The Jetty threading model never ends up with no threads available to perform critical operations such as unblocking a write or similar.
It will not work. |
I opened a bug for Tomcat on this: https://bz.apache.org/bugzilla/show_bug.cgi?id=66531 |
I've been thinking more about this. Whats the semantics on holding onMessage until all tasks are completed? Why should we let the client sit around while we're fanning out 10000 responses. Why do they care if we wrote bytes into 10000 sockets and a few of them failed? Tomcat is a servlet container and we should release tomcat threads as soon as possible. Is anything bad going to happen if we remove .get() call from onMessage()? |
The server must apply backpressure to the client because otherwise the client can easily flood the server with messages and the server will not be able to process them. The fundamental problem is that of ordering: releasing backpressure too early will cause message processing on the server to be completely out of order, and that is really bad. Other schemes that maintain order but not backpressure are subject to queueing, and it would be easy for any client to cause an enormous accumulation of messages that will blow up the server. |
This makes sense. Having message processing on the server out of order might be not good. Did CometD 3 have this issue and did it get fixed in CometD 4? My team recently upgraded from v3 to v5 and we discovered this issue. Convincing the entire company to move from Tomcat to Jetty is off the table for now. We have 2 options:
How hard would it be to go back to V3 behavior? Does removing promis.get() achieve this? BTW, we reproduced the issue using Spring app. Its available here if you're interested in the repro: https://github.com/maykov/spring-cometd-websocket-test |
Possibly yes. CometD 3's API were synchronous (e.g. In CometD 4, the CometD APIs were made asynchronous, so now the processing order became an issue, so we took the chance to fix both processing order and infinite queueing. Other CometD users are using Tomcat in general, but using Jetty for CometD, so a mixed setup would not be strange. Another option would be to guarantee to never consume all threads in the thread pool. |
@maykov - does this Tomcat issue seem similar to your problem?
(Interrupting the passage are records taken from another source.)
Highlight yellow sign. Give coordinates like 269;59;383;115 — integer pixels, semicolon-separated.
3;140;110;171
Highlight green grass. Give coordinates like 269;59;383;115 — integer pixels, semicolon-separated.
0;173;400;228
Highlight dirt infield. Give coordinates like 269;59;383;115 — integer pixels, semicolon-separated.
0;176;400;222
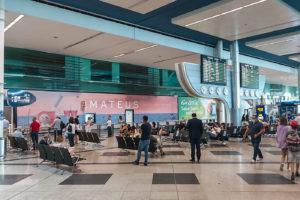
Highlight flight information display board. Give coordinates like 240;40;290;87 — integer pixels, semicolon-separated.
201;55;226;85
240;63;259;89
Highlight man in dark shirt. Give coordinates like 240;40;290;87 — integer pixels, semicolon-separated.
30;117;40;150
186;113;203;162
134;116;152;166
244;115;265;163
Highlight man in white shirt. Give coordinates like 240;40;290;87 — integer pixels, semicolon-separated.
12;126;24;138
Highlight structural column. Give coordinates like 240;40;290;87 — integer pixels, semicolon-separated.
230;40;241;126
298;65;300;101
0;0;6;157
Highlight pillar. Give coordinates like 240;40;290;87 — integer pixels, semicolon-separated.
230;40;241;126
161;69;169;86
65;56;91;81
298;65;300;101
214;40;224;123
0;0;5;138
148;68;160;86
111;63;120;83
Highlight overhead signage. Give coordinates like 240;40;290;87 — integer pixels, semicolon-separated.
200;55;226;85
240;63;259;89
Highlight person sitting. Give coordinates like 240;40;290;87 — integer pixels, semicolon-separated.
12;126;24;138
51;135;75;157
207;119;215;127
39;135;51;145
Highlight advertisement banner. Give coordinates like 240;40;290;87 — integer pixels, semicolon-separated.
13;90;178;127
178;97;217;120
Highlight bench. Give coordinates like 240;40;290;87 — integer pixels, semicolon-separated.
37;144;83;175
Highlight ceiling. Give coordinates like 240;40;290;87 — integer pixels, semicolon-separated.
259;67;298;87
246;31;300;56
35;0;300;68
5;12;200;70
172;0;300;41
101;0;176;14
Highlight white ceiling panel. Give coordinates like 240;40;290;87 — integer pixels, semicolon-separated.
246;31;300;56
172;0;300;41
5;13;98;53
259;67;298;86
87;40;153;60
289;54;300;62
5;12;19;27
101;0;175;14
63;33;130;57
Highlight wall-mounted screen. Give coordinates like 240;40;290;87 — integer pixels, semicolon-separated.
240;63;259;89
84;113;96;123
200;55;226;85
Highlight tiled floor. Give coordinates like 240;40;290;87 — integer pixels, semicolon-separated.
0;135;300;200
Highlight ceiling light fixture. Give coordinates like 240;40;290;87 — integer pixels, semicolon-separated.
185;0;268;27
4;15;24;32
254;39;294;48
114;53;125;58
135;44;158;52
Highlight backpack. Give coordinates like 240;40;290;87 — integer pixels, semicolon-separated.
286;132;300;152
60;121;66;130
67;124;72;133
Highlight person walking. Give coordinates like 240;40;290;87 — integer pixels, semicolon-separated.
3;117;9;137
244;115;265;163
85;117;93;133
276;117;289;171
52;116;62;142
134;115;152;166
106;115;112;137
286;120;300;181
30;117;41;150
186;113;203;162
66;117;76;147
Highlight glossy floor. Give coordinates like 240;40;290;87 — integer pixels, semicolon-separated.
0;138;300;200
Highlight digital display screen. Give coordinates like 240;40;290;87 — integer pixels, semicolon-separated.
240;63;259;89
201;55;226;85
84;113;96;123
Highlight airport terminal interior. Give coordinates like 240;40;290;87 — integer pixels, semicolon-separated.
0;0;300;200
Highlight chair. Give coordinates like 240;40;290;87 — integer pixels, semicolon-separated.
116;136;126;149
82;132;89;142
59;148;80;175
86;132;94;143
92;133;101;144
149;141;157;154
50;147;64;165
124;137;135;149
133;137;141;149
15;138;29;151
44;145;55;162
77;131;84;141
7;136;18;148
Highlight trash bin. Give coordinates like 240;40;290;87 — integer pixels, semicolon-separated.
0;137;6;158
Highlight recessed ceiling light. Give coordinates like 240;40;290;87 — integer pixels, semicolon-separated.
185;0;268;27
114;53;125;58
135;44;158;52
254;39;294;48
4;15;24;33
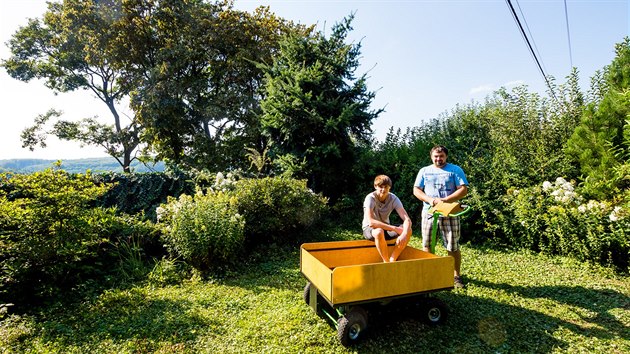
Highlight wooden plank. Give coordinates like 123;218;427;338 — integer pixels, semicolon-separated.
300;248;332;303
300;240;454;305
332;257;454;304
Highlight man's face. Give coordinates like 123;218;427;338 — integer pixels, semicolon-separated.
431;151;446;168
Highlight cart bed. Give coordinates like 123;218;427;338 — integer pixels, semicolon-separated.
300;240;454;306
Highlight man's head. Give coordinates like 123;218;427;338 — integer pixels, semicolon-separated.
431;145;448;168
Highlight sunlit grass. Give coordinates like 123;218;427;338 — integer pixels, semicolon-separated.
0;230;630;353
I've had that issue for a very, very long time with Tomcat + CometD. However, with the last couple of Tomcat versions (9.0.70+ let's say) it seems to have disappeared. Which Tomcat version are you using? P.S. I opened a CometD issue before opening one for Tomcat. |
@boris-petrov yes, this looks very similar. My issue is connected to Tomcat running out of threads. If I was able to increase the number of threads to some large number (1000), this would not be a problem. In your case, whats the number of tomcat threads? Are you able to increase it? |
I haven't changed the default. When I saw the issue, I just downgraded CometD to version 3 and used that for a while. Now, with the problem seemingly gone, I'm using CometD v6. With the latest version of Tomcat 9.0.74 there is a new issue though - hopefully resolved - I'm waiting on 9.0.75 to come out to try it. |
CometD version(s)
5.0.14
Java version & vendor
(use: java -version)
openjdk version "11.0.15" 2022-04-19
OpenJDK Runtime Environment Homebrew (build 11.0.15+0)
OpenJDK 64-Bit Server VM Homebrew (build 11.0.15+0, mixed mode)
Question
Hello!
When I run the same number of webscocket connections as I have a number of tomcat threads, all threads get stuck in WebSocketEndPoint::onMessage in completable.get90. Any ideas on what I can be doing wrong? When I run less simultaneous connections, threads are not getting stuck.